Heptinstall S, Groenewegen W A, Spangenberg P, Loesche W
J Pharm Pharmacol. 1987 Jun;39(6):459-65. doi: 10.1111/j.2042-7158.1987.tb03420.x.
It has been suggested that extracts of feverfew may inhibit platelet behaviour via effects on platelet sulphydryl groups. In the present study we have obtained evidence for such a mode of action. Compounds that contain sulphydryl groups such as cysteine and N-(2-mercaptopropionyl)glycine prevented the inhibition of platelet behaviour by feverfew. Feverfew and parthenolide (one of the active components of feverfew) dramatically reduced the number of acid-soluble sulphydryl groups in platelets. This effect occurred at concentrations similar to those that inhibited platelet secretory activity. Feverfew itself did not induce the formation of disulphide-linked protein polymers in platelets but polymer formation occurred when aggregating agents were added to feverfew-treated platelets. Feverfew evoked changes in the metabolism of arachidonic acid that were similar to those observed in glutathione-depleted platelets.

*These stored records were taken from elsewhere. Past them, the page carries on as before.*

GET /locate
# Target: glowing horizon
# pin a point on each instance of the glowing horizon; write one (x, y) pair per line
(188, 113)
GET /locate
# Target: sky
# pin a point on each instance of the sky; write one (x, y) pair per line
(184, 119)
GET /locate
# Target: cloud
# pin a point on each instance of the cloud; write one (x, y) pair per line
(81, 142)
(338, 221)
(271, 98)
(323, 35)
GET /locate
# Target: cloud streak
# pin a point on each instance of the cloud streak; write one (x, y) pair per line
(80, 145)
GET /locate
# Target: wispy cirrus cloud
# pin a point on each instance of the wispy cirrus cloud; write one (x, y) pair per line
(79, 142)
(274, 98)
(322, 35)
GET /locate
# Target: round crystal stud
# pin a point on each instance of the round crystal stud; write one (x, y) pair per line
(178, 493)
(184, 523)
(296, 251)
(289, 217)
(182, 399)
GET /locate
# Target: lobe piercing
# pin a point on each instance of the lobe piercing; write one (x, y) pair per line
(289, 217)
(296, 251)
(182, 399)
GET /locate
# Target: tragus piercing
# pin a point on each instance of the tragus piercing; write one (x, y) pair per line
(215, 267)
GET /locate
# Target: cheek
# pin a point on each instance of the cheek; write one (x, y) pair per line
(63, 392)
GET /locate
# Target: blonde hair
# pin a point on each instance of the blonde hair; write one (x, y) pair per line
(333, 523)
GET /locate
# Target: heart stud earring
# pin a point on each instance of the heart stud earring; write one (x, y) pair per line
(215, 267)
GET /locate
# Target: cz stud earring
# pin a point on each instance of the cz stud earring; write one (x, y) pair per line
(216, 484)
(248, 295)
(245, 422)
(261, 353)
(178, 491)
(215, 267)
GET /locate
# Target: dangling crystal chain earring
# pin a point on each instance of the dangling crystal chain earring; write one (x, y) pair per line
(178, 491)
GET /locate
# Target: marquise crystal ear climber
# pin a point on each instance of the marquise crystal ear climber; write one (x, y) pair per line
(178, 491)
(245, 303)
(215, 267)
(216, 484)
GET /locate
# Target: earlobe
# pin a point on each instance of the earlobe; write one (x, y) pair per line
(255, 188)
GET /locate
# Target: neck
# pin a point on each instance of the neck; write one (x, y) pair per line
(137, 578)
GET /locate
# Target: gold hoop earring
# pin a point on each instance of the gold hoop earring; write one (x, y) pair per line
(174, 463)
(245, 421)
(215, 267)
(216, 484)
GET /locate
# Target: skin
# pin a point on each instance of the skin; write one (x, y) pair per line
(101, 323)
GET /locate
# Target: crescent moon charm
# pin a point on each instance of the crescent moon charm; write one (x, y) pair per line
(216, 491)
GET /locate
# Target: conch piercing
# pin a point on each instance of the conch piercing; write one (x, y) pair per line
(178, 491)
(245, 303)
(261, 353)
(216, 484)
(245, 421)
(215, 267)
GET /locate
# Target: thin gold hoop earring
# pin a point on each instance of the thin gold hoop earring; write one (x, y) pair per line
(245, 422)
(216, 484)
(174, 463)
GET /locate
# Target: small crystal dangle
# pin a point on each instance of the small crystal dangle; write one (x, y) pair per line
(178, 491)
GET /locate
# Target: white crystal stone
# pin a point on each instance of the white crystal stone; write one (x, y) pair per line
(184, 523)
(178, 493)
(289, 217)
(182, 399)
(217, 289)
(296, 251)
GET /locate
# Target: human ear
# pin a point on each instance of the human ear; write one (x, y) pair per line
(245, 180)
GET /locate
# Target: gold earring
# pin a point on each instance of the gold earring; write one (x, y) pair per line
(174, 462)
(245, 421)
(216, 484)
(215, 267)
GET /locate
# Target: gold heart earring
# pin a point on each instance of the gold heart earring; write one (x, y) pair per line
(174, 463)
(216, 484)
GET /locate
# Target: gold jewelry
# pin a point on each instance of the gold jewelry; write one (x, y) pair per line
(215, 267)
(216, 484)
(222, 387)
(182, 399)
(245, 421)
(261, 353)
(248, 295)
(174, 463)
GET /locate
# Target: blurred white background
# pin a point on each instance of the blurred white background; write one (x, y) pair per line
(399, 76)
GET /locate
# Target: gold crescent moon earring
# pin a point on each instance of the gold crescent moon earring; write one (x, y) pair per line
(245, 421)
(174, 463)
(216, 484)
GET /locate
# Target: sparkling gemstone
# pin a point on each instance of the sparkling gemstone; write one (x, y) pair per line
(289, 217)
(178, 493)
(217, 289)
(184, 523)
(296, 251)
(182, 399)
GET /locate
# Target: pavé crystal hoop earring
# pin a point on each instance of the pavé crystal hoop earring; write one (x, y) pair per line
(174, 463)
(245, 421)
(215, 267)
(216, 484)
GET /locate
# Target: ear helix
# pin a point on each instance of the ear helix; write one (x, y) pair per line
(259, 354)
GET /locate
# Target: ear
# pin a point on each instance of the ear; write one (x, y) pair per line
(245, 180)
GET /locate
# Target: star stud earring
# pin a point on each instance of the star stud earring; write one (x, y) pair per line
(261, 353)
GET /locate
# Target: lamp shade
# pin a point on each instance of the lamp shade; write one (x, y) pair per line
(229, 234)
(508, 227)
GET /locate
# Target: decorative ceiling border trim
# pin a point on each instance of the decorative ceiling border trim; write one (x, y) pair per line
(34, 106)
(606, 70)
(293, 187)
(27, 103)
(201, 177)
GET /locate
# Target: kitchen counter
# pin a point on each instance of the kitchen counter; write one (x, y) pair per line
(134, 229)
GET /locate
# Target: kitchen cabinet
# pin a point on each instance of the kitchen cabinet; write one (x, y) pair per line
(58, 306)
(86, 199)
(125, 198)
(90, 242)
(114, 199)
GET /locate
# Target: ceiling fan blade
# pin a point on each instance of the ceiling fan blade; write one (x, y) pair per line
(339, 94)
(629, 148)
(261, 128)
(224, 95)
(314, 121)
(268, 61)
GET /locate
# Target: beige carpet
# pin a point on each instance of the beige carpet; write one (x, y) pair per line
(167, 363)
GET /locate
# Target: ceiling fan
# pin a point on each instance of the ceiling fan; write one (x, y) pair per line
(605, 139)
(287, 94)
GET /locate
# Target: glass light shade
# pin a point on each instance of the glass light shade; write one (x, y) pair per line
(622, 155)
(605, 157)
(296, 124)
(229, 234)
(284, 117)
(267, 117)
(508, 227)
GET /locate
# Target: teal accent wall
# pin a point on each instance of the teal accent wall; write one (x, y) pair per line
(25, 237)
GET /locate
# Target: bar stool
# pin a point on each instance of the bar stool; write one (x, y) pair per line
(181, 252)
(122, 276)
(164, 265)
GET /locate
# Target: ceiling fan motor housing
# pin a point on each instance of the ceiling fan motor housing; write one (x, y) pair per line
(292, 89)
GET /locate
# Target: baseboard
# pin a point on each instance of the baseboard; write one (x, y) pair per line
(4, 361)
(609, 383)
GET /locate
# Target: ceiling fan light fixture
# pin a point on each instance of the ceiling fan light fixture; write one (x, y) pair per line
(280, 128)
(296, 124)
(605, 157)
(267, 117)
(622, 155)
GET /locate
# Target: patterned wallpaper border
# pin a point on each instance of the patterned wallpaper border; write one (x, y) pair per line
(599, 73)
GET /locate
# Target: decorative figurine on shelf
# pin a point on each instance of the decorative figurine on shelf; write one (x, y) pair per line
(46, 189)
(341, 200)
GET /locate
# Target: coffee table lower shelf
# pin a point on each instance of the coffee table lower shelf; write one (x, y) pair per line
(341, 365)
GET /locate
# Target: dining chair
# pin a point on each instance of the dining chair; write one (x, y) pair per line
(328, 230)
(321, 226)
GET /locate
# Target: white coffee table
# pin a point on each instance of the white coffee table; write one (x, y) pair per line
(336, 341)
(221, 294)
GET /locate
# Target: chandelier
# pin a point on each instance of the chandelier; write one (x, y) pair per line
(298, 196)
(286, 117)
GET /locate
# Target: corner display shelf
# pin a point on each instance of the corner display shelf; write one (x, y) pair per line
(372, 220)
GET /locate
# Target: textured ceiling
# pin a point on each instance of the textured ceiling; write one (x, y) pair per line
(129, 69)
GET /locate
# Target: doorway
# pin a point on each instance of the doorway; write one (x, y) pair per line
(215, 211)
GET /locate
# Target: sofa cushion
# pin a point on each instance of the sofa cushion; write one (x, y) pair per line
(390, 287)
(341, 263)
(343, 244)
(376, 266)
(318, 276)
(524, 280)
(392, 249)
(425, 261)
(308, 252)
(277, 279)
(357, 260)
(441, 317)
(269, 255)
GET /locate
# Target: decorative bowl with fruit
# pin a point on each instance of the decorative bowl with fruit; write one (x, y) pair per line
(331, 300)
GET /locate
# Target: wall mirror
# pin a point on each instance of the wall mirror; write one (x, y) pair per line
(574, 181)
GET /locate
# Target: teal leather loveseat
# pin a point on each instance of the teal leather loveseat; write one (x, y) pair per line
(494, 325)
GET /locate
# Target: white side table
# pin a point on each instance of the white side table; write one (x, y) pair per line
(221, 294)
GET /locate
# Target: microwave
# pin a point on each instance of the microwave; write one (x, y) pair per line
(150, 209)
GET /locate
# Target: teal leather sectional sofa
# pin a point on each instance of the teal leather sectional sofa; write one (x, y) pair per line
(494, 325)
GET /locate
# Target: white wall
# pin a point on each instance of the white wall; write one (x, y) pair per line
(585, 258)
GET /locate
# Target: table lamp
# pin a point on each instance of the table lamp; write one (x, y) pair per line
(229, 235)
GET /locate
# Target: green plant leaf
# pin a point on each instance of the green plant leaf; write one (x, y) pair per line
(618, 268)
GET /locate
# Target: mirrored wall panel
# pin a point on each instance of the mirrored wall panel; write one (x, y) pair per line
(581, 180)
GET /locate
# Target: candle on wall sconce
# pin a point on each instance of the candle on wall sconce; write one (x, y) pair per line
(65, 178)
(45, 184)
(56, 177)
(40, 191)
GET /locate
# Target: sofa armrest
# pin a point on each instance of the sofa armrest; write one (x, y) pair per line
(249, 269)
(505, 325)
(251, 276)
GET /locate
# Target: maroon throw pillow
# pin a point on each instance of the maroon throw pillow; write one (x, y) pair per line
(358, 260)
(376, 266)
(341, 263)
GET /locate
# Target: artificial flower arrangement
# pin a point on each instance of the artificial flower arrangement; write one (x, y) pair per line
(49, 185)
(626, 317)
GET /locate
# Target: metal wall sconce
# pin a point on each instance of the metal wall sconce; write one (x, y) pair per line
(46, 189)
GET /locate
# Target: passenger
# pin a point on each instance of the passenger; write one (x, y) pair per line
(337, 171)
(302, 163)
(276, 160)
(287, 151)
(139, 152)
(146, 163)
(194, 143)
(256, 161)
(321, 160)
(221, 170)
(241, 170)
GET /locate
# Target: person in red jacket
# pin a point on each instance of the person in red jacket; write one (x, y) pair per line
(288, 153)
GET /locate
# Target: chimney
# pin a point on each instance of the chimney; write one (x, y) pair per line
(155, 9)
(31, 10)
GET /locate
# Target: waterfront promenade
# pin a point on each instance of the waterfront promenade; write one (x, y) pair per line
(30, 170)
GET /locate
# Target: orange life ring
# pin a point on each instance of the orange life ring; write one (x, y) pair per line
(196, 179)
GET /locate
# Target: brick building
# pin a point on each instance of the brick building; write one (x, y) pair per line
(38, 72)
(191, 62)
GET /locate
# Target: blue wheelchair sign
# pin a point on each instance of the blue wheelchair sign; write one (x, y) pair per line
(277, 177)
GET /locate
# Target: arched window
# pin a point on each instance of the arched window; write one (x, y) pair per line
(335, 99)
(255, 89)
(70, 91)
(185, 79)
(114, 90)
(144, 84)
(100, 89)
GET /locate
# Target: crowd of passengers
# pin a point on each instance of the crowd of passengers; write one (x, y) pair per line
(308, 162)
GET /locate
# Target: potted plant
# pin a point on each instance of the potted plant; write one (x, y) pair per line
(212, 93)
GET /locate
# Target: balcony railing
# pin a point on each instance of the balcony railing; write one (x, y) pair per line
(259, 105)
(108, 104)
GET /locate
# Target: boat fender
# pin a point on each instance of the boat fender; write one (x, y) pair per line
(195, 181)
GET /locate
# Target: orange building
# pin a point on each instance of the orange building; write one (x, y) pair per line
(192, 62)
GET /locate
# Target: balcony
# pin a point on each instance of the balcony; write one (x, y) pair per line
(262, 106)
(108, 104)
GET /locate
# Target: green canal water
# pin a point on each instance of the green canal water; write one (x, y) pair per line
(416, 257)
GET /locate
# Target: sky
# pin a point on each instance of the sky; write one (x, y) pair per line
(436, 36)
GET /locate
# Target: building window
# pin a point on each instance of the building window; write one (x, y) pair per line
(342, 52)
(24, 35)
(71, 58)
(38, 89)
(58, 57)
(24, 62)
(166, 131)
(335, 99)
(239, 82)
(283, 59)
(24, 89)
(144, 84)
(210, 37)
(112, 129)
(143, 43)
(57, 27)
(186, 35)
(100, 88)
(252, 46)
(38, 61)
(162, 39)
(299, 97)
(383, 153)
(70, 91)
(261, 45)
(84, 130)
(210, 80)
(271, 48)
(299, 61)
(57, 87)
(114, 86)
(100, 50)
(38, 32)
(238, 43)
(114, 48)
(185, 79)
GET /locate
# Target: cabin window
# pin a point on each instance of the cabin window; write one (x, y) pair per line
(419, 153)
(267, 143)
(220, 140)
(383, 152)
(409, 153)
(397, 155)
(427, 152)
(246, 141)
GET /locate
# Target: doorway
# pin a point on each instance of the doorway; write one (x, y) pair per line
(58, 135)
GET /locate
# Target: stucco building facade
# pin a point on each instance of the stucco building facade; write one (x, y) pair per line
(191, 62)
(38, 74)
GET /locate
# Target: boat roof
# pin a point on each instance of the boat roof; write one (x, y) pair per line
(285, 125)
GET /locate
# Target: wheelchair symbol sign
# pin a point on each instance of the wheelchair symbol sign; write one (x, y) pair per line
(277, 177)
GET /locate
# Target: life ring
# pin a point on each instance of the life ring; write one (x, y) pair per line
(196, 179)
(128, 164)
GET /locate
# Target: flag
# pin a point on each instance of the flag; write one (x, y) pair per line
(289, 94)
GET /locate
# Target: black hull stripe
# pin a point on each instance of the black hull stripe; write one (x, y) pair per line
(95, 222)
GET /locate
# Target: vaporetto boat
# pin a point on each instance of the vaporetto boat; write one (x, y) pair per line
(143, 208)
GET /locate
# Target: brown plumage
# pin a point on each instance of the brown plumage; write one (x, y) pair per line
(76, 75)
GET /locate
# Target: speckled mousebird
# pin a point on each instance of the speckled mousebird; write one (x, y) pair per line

有人提出,小白菊提取物可能通过对血小板巯基的作用来抑制血小板行为。在本研究中,我们获得了支持这种作用方式的证据。含有巯基的化合物,如半胱氨酸和N-(2-巯基丙酰基)甘氨酸,可防止小白菊对血小板行为的抑制。小白菊和小白菊内酯(小白菊的活性成分之一)显著减少了血小板中酸溶性巯基的数量。这种作用发生的浓度与抑制血小板分泌活性的浓度相似。小白菊本身不会诱导血小板中形成二硫键连接的蛋白质聚合物,但当向经小白菊处理的血小板中添加聚集剂时,会发生聚合物形成。小白菊引起的花生四烯酸代谢变化与在谷胱甘肽缺乏的血小板中观察到的变化相似。